Wednesday, December 31, 2008

Happy New Year!!

I would like to take this opportunity to wish everyone reading this a happy new year 2009. Thank you for reading my blog (such as it is :-) in 2008 ... hope to see you around in the coming year as well. Have a good night, everyone, and take care.

Here's a vaguely appropriate wintry picture, to celebrate. Yay. Have fun. :-)

Oh, and congratulations to Sir Terry Pratchett!!! :-D

Books I've read in 2008 - December

These are the books I've read this month. Not all of them journalled on BookCrossing yet, as is my habit ... shame on me, I know, I need to do better next year. :-)
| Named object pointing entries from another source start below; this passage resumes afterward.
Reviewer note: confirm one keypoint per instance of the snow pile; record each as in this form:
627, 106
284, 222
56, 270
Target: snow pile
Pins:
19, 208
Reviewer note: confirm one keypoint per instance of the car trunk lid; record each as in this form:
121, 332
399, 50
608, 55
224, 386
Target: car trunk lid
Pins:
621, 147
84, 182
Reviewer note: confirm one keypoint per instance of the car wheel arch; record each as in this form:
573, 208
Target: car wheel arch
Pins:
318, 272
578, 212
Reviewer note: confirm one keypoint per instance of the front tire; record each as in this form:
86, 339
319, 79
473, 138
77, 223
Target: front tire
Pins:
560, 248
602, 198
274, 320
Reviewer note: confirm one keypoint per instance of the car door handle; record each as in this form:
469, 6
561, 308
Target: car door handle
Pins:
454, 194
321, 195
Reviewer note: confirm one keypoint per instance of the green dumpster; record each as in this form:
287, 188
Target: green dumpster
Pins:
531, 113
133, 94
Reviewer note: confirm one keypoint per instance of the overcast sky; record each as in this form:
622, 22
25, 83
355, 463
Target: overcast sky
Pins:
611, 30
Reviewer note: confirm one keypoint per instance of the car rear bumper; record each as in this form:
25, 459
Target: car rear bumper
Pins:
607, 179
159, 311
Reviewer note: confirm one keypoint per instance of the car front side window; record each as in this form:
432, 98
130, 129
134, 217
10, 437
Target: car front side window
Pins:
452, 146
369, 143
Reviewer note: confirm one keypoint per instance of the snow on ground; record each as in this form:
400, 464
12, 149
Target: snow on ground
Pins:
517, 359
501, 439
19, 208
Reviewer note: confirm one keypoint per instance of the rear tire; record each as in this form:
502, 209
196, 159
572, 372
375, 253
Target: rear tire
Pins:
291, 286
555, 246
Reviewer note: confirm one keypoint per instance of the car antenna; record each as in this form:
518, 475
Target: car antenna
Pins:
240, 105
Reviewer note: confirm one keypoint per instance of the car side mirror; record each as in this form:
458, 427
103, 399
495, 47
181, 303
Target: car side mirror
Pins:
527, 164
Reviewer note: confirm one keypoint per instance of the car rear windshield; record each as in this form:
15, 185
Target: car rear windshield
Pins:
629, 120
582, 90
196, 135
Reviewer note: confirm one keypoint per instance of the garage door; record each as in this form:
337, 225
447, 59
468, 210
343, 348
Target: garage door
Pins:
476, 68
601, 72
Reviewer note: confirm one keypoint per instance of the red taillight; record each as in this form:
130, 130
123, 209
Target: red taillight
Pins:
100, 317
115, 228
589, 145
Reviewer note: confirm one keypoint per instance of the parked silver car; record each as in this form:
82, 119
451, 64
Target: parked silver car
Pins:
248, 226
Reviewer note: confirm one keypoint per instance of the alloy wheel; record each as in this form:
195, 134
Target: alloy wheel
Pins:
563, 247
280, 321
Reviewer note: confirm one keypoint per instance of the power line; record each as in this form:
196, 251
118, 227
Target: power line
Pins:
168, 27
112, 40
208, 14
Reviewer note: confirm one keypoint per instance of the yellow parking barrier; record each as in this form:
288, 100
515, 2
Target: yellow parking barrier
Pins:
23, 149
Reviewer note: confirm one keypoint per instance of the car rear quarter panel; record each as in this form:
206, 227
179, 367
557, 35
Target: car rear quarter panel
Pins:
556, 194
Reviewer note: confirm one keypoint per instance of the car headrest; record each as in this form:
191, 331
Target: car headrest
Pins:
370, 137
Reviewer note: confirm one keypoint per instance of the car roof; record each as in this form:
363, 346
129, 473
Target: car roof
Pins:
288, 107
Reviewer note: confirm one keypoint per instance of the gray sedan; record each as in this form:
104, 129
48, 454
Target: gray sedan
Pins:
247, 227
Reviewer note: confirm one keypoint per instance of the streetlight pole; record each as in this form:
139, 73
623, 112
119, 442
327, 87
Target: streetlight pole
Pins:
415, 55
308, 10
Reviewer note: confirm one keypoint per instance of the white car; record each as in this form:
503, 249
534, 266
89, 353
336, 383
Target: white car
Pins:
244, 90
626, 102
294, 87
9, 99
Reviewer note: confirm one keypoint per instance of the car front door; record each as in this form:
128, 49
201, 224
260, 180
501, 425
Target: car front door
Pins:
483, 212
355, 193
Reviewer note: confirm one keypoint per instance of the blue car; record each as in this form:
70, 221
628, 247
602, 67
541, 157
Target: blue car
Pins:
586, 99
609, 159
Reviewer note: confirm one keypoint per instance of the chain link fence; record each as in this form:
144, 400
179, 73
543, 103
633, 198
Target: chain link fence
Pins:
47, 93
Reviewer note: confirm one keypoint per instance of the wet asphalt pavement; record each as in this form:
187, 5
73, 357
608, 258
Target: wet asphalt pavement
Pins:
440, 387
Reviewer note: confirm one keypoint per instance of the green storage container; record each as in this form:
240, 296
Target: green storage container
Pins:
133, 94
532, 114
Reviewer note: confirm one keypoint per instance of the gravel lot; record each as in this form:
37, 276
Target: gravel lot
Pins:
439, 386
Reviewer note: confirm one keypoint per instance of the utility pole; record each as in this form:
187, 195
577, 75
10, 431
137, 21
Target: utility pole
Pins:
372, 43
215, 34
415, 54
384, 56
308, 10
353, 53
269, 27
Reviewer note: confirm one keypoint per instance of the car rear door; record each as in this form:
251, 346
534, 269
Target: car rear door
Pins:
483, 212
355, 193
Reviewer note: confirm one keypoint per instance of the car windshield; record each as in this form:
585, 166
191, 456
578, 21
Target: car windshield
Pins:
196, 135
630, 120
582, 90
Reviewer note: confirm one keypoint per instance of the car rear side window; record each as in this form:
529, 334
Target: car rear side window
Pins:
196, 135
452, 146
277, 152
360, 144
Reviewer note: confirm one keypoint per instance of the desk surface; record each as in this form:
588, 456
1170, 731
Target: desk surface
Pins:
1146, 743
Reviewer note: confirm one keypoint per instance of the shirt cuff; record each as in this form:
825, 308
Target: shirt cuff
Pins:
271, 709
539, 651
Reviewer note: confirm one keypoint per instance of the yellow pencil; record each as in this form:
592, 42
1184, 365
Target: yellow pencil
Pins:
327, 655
More on books read tomorrow. :-)

Me of Little Faith by Lewis Black (audio)
Olja by Gunnar Lindstedt
Giving by Bill Clinton (audio)
Dronning Margot, volume one by Alexandre Dumas
Illusions by Richard Bach
Freakonomics by Levitt/Dubner (audio)
The Echo by Minette Walters
The Gun Seller by Hugh Laurie
Something Muffins by Stewart Clark
Labyrinth by Kate Mosse
Legally Blonde by Amanda Brown
War and Anti-War by Alvin Toffler & Heidi Toffler
Broken English Spoken Perfectly by Stewart Clark
Mannen i sjön by Arnaldur Indridason (audio)
Turtles by Mervin F Roberts
Kallocain by Karin Boye
Matilda by Roald Dahl
Real Murders by Charlaine Harris
Dronning Margot, volume two by Alexandre Dumas

Tuesday, December 30, 2008

I am sad ...

... about something I can do next to nothing about, and which everyone in the whole world could be whining about, if they felt like wasting their time on it.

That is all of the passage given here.